We already discussed Rebbe Nachman of Breslov. He would tell stories of various men who were able to conjure up relationships with God. He used these stories to mask and reveal the hidden powers of the world. No story might be more influential than his story of The Seven Beggars.
I have lumped the 7 Beggars together because Rebbe Nachman did as well. Presumably they each were their own Lamed Vavnick and their obstacles were all different. We have already learned that many of the Lamed Vavnickim lived secluded lives, hidden lives, and deal with great hardships; the 7 Beggars personify those ideas.

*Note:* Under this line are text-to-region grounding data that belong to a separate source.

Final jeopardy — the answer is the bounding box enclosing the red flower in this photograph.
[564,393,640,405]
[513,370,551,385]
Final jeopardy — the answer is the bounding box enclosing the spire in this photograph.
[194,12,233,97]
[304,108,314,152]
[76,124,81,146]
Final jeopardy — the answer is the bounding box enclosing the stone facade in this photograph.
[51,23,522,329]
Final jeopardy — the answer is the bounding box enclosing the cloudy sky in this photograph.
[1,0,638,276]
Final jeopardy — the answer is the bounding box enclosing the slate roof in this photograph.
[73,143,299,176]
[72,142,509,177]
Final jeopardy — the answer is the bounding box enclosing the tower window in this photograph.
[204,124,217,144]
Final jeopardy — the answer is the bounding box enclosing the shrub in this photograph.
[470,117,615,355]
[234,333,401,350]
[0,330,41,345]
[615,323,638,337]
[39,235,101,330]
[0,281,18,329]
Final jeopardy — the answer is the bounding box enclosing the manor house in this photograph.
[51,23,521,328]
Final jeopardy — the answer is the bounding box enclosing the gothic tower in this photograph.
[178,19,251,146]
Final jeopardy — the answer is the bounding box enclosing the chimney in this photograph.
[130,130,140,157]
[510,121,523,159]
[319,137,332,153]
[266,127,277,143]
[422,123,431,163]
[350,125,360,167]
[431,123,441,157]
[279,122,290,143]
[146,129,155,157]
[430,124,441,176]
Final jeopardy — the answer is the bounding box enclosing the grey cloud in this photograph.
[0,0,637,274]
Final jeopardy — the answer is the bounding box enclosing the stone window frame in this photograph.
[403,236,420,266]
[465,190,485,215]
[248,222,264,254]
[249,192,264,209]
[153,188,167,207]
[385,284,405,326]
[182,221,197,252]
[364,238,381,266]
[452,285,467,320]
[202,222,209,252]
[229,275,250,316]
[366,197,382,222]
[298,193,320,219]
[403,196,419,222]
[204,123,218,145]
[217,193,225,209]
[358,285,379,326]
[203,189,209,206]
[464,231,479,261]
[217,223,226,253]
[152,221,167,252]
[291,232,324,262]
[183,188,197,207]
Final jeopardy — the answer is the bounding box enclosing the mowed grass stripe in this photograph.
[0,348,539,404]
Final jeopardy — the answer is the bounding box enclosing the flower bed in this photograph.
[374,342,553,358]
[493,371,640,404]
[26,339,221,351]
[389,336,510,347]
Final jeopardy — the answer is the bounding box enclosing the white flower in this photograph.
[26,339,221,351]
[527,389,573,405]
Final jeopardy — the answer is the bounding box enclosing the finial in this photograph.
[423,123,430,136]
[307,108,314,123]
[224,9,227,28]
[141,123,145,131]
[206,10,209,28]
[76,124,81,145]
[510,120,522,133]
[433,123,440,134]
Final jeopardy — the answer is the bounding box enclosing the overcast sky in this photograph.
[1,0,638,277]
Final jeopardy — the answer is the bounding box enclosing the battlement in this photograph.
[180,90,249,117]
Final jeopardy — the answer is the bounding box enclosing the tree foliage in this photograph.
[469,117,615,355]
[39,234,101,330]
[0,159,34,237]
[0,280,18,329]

In the story (using Rabbi Aryeh Kaplan’s translation), which I will explain briefly, two children were in need after their community fled. Suddenly, a beggar appeared with bread to help them. It says “The children realized that God was watching over them, and had brought them this blind beggar to give them food.” The beggar was blind and facing hardships but found it in himself to help the children. Later the beggar says to them, “You think that I am blind. Actually, I am not blind at all. But the entire duration of the world’s existence is not considered by me to be even like the blink of an eye.”
The children grow up and get married. They encounter other beggars, stories and blessings. These stories, the people in which Rebbe Nachman used to bring light to the world could have been completely fictional. But there is a realness to their existence and with Rebbe Nachman’s ability to help hide powerful Jewish truths in the mysteries of the world around everyone; I am led to believe there is some amount of reality at the root of the story.